Thursday News: Simon & Schuster experiments with free content; why Verizon bought AOL; sexist protests against new Mad Max movie; and cool steampunk sculptures
S&S Tries Geo-Targeting in New Marketing Outreach – Foli is a mobile content delivery service that will allow certain Simon & Schuster books to be viewed and read – for free – in a number of airports, museums, and hotels. Although users have to download the Foli app first, they will then have access to the content specifically available at a specific location. It’s an interesting concept, especially for venues like museums. Hotels are another venue where patrons might be likely to read a free book. I don’t know how such a service might affect airport news stands and bookstores, though, where travelers are more likely to purchase a full-price hardcover, book, but I’m definitely glad to see a Big 5 publisher experimenting with free content.
The availability of the e-books will last for three days while they are being accessed at the targeted venue. The service also allows the consumer to buy the book outright at any time. One of the feature titles in the program, David McCullough’s The Wright Brothers, displays how the publisher can use this technology in promoting specific titles. The biography, published this month, will be available at venues that tie into its theme, in all about 50 venues around the country. The title will be available via the National Air & Space Museum and other landmark locations associated with the brothers’ home state of North Carolina. –Publishers Weekly
Why AOL Is Worth $4.4B to Verizon (And It Ain’t HuffPo) – A very interesting analysis of the Verizon acquisition of AOL, which focuses on the advertising power of AOL, as well as Verizon’s ambition to become a provider of original content, similar to Netflix, although it may be looking to use advertising to fund the content, more in the tradition of basic television networks than subscription services and channels. AOL has apparently grown into an advertising empire of sorts, with a built-in subscribership, and if Verizon is looking to monetize content and content delivery, AOL may be a powerful partner in those ambitions.
“AOL has successfully built a robust ad tech stack with assets across mobile, social, video, and programmatic for both advertisers and publishers,” wrote MoffettNathanson analyst Craig Moffett this morning. “It has premium audience measurement and attribution capabilities, as well as content creation and distribution technologies.”

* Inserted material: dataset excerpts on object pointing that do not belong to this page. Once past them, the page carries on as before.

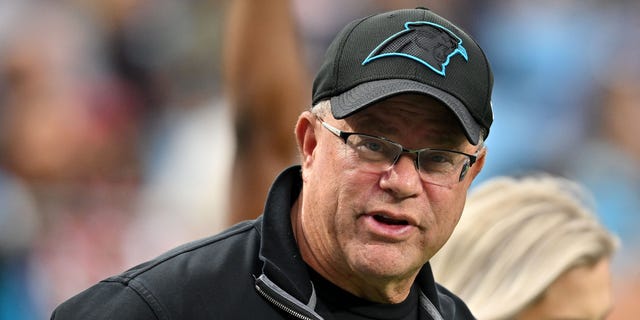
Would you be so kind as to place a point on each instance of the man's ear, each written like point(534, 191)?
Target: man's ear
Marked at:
point(479, 164)
point(306, 137)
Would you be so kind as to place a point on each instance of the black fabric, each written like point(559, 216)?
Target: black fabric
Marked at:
point(405, 45)
point(215, 278)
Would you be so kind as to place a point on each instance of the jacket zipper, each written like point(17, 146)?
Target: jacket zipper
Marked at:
point(267, 289)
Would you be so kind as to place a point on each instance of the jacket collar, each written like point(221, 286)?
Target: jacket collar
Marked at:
point(279, 252)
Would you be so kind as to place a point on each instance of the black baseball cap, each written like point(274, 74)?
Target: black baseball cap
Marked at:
point(407, 51)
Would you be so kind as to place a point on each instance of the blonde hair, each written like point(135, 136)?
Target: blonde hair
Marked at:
point(515, 237)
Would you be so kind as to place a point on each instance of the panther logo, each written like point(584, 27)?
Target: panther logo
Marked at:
point(428, 43)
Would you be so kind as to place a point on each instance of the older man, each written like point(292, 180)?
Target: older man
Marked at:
point(401, 107)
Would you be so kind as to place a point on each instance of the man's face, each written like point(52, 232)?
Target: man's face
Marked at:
point(360, 227)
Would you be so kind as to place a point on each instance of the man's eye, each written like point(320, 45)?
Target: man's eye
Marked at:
point(373, 145)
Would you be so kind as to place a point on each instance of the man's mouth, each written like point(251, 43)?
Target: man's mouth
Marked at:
point(386, 220)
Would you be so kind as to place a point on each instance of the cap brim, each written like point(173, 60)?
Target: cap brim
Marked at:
point(371, 92)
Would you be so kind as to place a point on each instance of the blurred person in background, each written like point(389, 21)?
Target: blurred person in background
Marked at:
point(266, 81)
point(529, 248)
point(68, 147)
point(609, 165)
point(93, 99)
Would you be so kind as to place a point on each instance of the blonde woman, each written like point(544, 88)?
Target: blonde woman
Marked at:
point(529, 248)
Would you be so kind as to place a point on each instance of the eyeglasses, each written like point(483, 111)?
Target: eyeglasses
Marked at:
point(377, 154)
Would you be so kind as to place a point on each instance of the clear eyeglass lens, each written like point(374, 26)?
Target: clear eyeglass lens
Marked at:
point(436, 166)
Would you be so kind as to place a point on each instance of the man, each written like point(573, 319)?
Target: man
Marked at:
point(393, 141)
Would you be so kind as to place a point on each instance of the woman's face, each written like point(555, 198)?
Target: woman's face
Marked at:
point(582, 293)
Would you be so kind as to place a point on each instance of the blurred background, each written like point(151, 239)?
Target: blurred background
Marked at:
point(128, 127)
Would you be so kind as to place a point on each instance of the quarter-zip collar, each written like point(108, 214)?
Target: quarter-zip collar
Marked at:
point(284, 274)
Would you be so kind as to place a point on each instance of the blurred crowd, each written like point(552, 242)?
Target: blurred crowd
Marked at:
point(120, 133)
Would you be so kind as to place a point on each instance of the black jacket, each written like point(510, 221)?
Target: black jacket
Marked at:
point(251, 271)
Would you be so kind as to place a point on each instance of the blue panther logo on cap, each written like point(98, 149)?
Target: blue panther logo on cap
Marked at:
point(428, 43)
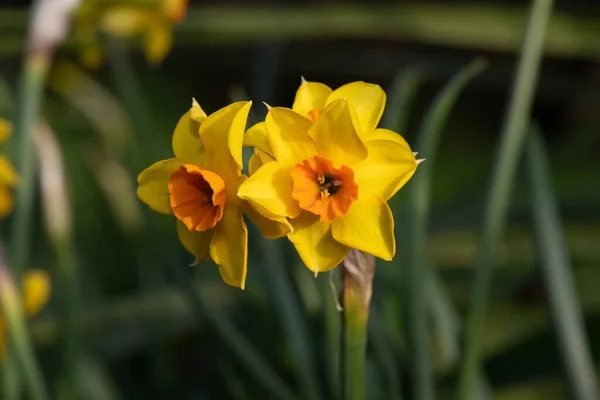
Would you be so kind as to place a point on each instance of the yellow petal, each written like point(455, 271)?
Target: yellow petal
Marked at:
point(310, 95)
point(6, 201)
point(386, 169)
point(222, 134)
point(8, 175)
point(186, 141)
point(257, 137)
point(257, 160)
point(196, 243)
point(3, 338)
point(158, 40)
point(316, 246)
point(36, 291)
point(5, 130)
point(154, 184)
point(229, 245)
point(368, 101)
point(271, 229)
point(368, 226)
point(288, 135)
point(335, 135)
point(269, 191)
point(386, 134)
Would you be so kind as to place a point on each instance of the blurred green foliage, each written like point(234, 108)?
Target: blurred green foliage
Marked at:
point(152, 327)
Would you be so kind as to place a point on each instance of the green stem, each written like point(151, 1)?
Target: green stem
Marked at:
point(19, 337)
point(509, 151)
point(356, 297)
point(30, 98)
point(558, 275)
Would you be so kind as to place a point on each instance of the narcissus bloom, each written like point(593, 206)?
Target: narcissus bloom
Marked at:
point(152, 21)
point(199, 187)
point(326, 168)
point(36, 290)
point(8, 175)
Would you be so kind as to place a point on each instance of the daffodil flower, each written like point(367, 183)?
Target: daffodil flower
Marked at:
point(199, 187)
point(325, 167)
point(8, 175)
point(151, 21)
point(36, 290)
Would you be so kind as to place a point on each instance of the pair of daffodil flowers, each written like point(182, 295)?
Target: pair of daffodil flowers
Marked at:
point(321, 174)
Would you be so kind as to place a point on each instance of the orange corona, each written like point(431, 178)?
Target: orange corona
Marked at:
point(322, 189)
point(197, 197)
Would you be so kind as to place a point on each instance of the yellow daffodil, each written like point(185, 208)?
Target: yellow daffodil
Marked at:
point(199, 187)
point(36, 290)
point(8, 175)
point(152, 21)
point(325, 167)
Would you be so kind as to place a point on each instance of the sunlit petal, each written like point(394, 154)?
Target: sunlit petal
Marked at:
point(386, 169)
point(310, 96)
point(270, 189)
point(368, 226)
point(229, 245)
point(336, 137)
point(8, 174)
point(154, 184)
point(36, 291)
point(197, 243)
point(288, 135)
point(368, 101)
point(257, 160)
point(316, 246)
point(256, 137)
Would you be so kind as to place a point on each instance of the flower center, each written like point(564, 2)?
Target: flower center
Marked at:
point(322, 189)
point(314, 114)
point(197, 197)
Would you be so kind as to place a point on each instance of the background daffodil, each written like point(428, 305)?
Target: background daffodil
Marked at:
point(326, 167)
point(36, 290)
point(152, 21)
point(8, 175)
point(199, 187)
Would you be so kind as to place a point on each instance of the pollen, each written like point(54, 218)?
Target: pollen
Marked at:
point(322, 189)
point(197, 197)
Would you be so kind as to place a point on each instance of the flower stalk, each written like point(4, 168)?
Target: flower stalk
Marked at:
point(358, 269)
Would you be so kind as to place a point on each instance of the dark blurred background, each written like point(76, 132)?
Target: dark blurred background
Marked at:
point(145, 337)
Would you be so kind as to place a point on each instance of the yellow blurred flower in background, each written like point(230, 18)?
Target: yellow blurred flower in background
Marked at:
point(199, 187)
point(326, 168)
point(36, 289)
point(151, 21)
point(8, 175)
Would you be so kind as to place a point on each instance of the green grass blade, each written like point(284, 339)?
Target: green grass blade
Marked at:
point(286, 302)
point(558, 276)
point(28, 111)
point(248, 356)
point(427, 143)
point(513, 135)
point(20, 343)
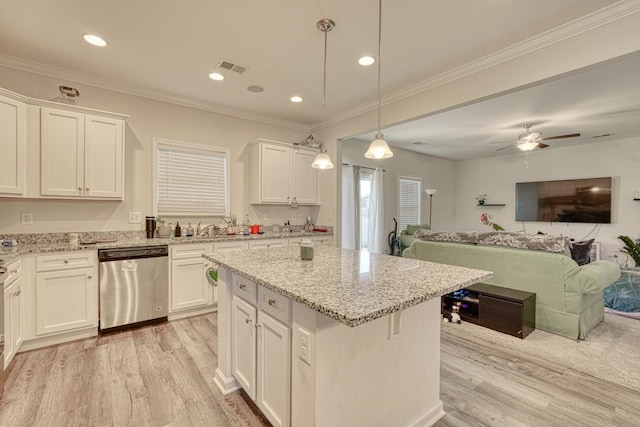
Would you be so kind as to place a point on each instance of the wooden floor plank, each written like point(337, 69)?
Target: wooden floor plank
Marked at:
point(162, 375)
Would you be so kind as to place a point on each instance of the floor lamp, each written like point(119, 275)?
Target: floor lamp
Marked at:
point(430, 192)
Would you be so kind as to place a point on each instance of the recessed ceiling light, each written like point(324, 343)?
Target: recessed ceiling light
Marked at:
point(94, 40)
point(366, 60)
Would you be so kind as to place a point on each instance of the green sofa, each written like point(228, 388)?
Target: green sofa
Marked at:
point(406, 236)
point(568, 296)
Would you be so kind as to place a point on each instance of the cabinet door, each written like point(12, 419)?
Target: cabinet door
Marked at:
point(16, 315)
point(13, 143)
point(305, 178)
point(61, 153)
point(274, 370)
point(8, 337)
point(243, 345)
point(103, 157)
point(275, 174)
point(66, 300)
point(189, 286)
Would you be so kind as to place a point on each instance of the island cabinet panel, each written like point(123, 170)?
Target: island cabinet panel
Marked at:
point(261, 348)
point(243, 342)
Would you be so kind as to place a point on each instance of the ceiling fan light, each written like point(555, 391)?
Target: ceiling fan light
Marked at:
point(378, 149)
point(322, 161)
point(527, 145)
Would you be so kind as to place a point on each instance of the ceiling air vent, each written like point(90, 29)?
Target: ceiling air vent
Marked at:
point(227, 65)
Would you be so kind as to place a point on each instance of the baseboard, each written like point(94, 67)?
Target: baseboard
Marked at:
point(182, 314)
point(226, 385)
point(428, 417)
point(47, 341)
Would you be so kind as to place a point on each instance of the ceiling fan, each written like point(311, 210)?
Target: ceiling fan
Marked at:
point(531, 140)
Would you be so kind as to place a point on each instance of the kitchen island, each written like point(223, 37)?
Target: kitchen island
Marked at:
point(346, 339)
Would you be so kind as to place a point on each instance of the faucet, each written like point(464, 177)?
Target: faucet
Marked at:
point(201, 230)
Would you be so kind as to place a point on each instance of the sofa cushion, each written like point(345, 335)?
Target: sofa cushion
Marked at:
point(581, 251)
point(556, 244)
point(411, 229)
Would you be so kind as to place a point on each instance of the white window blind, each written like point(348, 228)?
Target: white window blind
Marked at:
point(191, 180)
point(409, 201)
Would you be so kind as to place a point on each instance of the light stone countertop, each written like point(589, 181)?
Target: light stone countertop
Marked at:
point(9, 254)
point(349, 286)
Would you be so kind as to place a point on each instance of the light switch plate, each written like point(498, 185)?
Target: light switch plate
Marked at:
point(26, 218)
point(135, 217)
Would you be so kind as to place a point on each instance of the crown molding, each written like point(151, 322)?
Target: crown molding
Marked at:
point(599, 18)
point(118, 86)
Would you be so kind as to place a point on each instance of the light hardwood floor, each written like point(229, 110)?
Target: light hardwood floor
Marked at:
point(162, 376)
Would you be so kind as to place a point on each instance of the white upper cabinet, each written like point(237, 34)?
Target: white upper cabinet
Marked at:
point(81, 155)
point(13, 143)
point(282, 174)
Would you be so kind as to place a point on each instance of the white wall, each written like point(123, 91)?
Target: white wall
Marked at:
point(496, 177)
point(435, 173)
point(148, 119)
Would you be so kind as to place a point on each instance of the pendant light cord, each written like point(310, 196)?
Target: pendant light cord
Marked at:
point(379, 53)
point(324, 95)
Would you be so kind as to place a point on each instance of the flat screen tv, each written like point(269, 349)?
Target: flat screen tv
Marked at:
point(570, 200)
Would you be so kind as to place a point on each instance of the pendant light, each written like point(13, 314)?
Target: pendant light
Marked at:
point(379, 149)
point(322, 160)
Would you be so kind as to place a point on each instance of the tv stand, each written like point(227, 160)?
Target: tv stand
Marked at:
point(509, 311)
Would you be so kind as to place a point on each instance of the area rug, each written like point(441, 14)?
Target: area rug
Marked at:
point(610, 351)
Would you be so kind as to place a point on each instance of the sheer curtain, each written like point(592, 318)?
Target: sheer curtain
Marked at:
point(350, 207)
point(376, 213)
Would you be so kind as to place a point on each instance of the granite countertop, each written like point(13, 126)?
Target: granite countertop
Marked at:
point(9, 254)
point(349, 286)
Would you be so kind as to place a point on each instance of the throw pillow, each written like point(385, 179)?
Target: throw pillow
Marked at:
point(581, 251)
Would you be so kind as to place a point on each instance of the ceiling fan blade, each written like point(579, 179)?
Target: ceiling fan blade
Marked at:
point(569, 135)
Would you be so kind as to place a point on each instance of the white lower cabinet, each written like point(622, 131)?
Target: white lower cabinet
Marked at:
point(12, 312)
point(189, 287)
point(261, 348)
point(66, 297)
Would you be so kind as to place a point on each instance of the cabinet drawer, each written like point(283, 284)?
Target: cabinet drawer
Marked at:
point(274, 304)
point(271, 243)
point(245, 289)
point(230, 246)
point(65, 261)
point(13, 271)
point(190, 251)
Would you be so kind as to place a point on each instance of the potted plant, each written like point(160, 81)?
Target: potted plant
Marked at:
point(631, 248)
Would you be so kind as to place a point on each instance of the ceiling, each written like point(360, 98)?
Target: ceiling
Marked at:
point(162, 49)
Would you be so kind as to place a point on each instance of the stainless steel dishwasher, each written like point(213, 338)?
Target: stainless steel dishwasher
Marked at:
point(134, 286)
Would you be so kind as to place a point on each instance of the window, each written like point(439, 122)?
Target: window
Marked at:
point(409, 201)
point(190, 180)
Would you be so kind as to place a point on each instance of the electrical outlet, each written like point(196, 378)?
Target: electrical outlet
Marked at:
point(135, 217)
point(26, 218)
point(304, 345)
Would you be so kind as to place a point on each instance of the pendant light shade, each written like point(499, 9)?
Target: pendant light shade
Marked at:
point(322, 160)
point(379, 149)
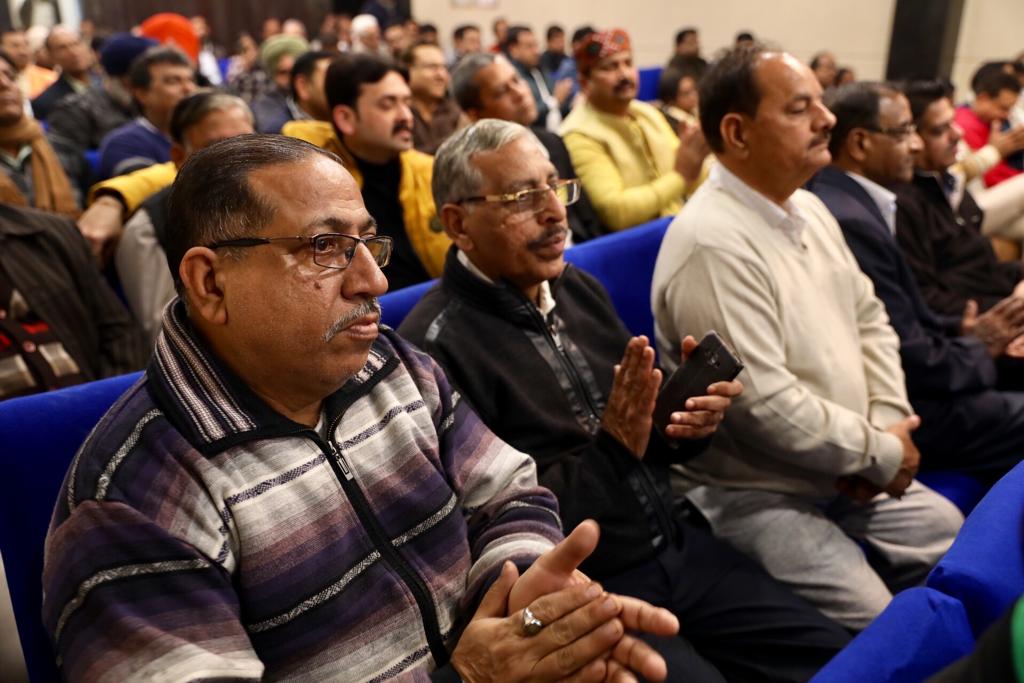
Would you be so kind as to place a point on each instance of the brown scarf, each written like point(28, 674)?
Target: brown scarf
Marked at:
point(48, 178)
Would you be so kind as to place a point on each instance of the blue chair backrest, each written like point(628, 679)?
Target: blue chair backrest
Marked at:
point(984, 569)
point(919, 633)
point(40, 435)
point(395, 305)
point(625, 263)
point(647, 88)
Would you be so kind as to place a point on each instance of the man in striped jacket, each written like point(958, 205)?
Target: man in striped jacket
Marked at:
point(289, 494)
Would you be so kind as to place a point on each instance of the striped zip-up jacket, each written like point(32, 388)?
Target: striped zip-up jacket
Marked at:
point(200, 535)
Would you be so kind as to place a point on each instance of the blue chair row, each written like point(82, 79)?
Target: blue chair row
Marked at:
point(926, 629)
point(36, 454)
point(40, 435)
point(647, 88)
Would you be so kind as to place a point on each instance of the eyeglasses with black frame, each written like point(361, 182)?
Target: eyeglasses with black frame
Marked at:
point(331, 250)
point(535, 200)
point(897, 132)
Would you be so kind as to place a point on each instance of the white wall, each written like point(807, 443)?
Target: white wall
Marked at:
point(989, 30)
point(857, 31)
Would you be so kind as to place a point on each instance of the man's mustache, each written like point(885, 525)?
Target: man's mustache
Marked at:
point(557, 230)
point(369, 306)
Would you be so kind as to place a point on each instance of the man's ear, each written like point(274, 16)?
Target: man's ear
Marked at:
point(453, 217)
point(344, 118)
point(178, 155)
point(202, 273)
point(858, 144)
point(733, 131)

The real AOL is an advertising powerhouse, growing at a fearsome clip. That’s what Verizon is buying. Well, that and a bunch of zombie dial-up subscribers, the 2.1 million lost souls who still pay AOL a monthly tithe to access the internet. –Wired
Furious about Furiosa: Misogynists are losing it over Charlize Theron’s starring role in Mad Max: Fury Road – Although the extreme misogyny we’re seeing in certain infamous movements has been dismissed by some as part of the backlash that signals the growing social, economic, and political power of women, it is at best an inconvenient obstacle to gender equity and at worst a real danger. This ridiculous protest of Charlize Theron’s starring role in the new Mad Max installment definitely seems to be more annoying than dangerous, with its claims that Theron’s role is “ruining women for men, and men for women.” Whatever the hell that means. Still, this particular backlash provides a sense of how very frothy some of this rhetoric has become. And it makes me even more grateful for the news that Meryl Streep is funding a writing lab for female screenwriters over 40. Now, if we could just get these misogynists to take a few courses on geography and cultural imperialism:
You might think that someone this worried about the legacy of the original Mad Max might have noticed somewhere along the way that Mad Max is not actually a “piece of American culture” at all. It was an Australian film, filmed in Australia, directed by an Australian, and starring an American citizen who’d been living in Australia since the age of twelve.
I’m guessing that the director of Fury Road might have a somewhat more nuanced understanding of the original Mad Max than someone who doesn’t even know what country the movie was made in, especially given that the director of Fury Road, the director of the original Mad Max, the director of The Road Warrior and the director of Beyond Thunderdome are actually all the very same person. –We Hunted The Mammoth
Russian Artist Creates Steampunk Animals From Old Car Parts, Watches And Electronics – So very cool.
Russian artist Vigor Verniy has managed to create truly spectacular works of art using old compartment from spare parts and junk. Working the metal objects into steampunk inspired animals is no easy feat, yet one that Verniy manages to do with great success – certain parts move, bringing the already detailed sculpture to life. –One More Post
Slight correction – Wilbur was born in Indiana. Orville was born in Ohio.
That skeletal cat-bat whatever? WANT. The care and detail with which the artist crafted those pieces is breathtaking: the bird’s spread wings, the tilt of the cat’s head, which made me laugh out loud. This is how I will think of steampunk from now on.
I’ve been following the AOL/Verizon story with interest since I’m a section leader (Erotic Writing/Books and Writers Community) at Compuserve. Yes, there’s still a Compuserve and they’re owned by AOL. We’ve been together as a community since at least the late 80s/early 90s, so it would be heartbreaking to many of us to have things fall apart under new ownership. However, I remain optimistic that we’ll still be chugging along.